第9章

江凱國點點頭,說:「我知道,關鍵是讓人家知道,咱是真來打鬼的。」

樑子笑道:「這幾天鬼打得怎麼樣?摸出點兒眉目了吧?」

「眉目還說不上,但完全可以斷定海順公司的確有貓膩,因為有些地方很不正常。現在的問題是,明明看著對手在玩把戲,欺天騙地,可就是忙活了這麼多天怎麼也拿不到證據。你想想,那麼大的一個企業,竟然在各項財務上都特別完美,先撇開走私不說,就說各種開支還有收入,居然沒有一點點違規或者不合理,簡直就像從教科書和財務制度上原模原樣地搬過來的一樣。光憑這一點,是人就能看得出,全他媽的是假賬!」

「你是說,有賬外賬。」

「沒錯。這都已經不新鮮了。凡是搞名堂的,哪個不做兩套賬?一明一暗,而且明著的那套賬一般都是循規蹈矩,完美無疵。可是偽裝得過了頭,就等於此地無銀三百兩。總有一天我會把那份暗賬暴露在光天化日之下!」江凱國上下兩排牙齒咬得咯咯響,「不過給你說句實話,我現在還有點兒猴子吃刺蝟,不知道從哪兒下手呢。」

樑子站了起來,說:「這麼多天沒聽到你的訊息,前天晚上想去你家,又怕影響了嫂子的休息,走到半路就拐到了你的一個得意探長的家,才知道進展不順利。這兩天我也在想,咱關鍵是沒有抓住對方的要害,或者說沒有找到最為有利的突破口。
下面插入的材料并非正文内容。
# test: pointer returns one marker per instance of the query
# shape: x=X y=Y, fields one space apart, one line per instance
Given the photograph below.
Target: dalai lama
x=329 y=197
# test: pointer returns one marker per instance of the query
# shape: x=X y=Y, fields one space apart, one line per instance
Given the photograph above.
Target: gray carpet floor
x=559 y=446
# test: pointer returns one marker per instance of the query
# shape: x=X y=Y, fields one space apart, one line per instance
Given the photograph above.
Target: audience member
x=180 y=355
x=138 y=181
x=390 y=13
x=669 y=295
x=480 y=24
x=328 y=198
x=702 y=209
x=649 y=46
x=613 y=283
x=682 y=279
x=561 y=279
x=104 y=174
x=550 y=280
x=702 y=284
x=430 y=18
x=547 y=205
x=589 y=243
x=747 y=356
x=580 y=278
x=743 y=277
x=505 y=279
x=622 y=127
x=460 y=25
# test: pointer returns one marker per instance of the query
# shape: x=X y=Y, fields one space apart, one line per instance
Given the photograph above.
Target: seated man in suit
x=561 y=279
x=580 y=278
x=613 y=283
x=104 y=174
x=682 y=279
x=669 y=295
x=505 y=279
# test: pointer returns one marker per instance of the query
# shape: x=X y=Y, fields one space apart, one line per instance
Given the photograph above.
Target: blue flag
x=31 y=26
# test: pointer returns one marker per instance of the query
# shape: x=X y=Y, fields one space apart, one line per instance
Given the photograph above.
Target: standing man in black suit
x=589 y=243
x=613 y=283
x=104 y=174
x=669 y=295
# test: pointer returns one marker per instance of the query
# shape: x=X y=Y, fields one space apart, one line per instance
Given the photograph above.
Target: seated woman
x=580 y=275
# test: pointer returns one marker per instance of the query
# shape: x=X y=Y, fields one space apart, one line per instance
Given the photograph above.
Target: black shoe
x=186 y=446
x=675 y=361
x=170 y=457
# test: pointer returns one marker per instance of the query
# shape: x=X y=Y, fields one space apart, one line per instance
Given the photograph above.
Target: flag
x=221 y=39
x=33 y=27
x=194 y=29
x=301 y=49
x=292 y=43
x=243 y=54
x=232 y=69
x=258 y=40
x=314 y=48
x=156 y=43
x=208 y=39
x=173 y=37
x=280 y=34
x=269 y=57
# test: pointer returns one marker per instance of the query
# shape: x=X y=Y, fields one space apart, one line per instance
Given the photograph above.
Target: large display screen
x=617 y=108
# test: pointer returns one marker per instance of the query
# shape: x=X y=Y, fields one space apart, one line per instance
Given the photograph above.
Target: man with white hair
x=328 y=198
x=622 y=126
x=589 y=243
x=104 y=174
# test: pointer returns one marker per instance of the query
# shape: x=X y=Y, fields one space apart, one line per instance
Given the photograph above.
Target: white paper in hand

」

江凱國說:「我今天找你,就是想跟你一起琢磨琢磨下一步的事情。聽你的口氣,好像已經有點兒啥了,是不是?」

樑子不緊不慢地舉起他正看著的那本書,將封皮對著江凱國,說:「我正從書裡找辦法呢。」樑子一邊說著,一邊重新坐到江凱國旁邊。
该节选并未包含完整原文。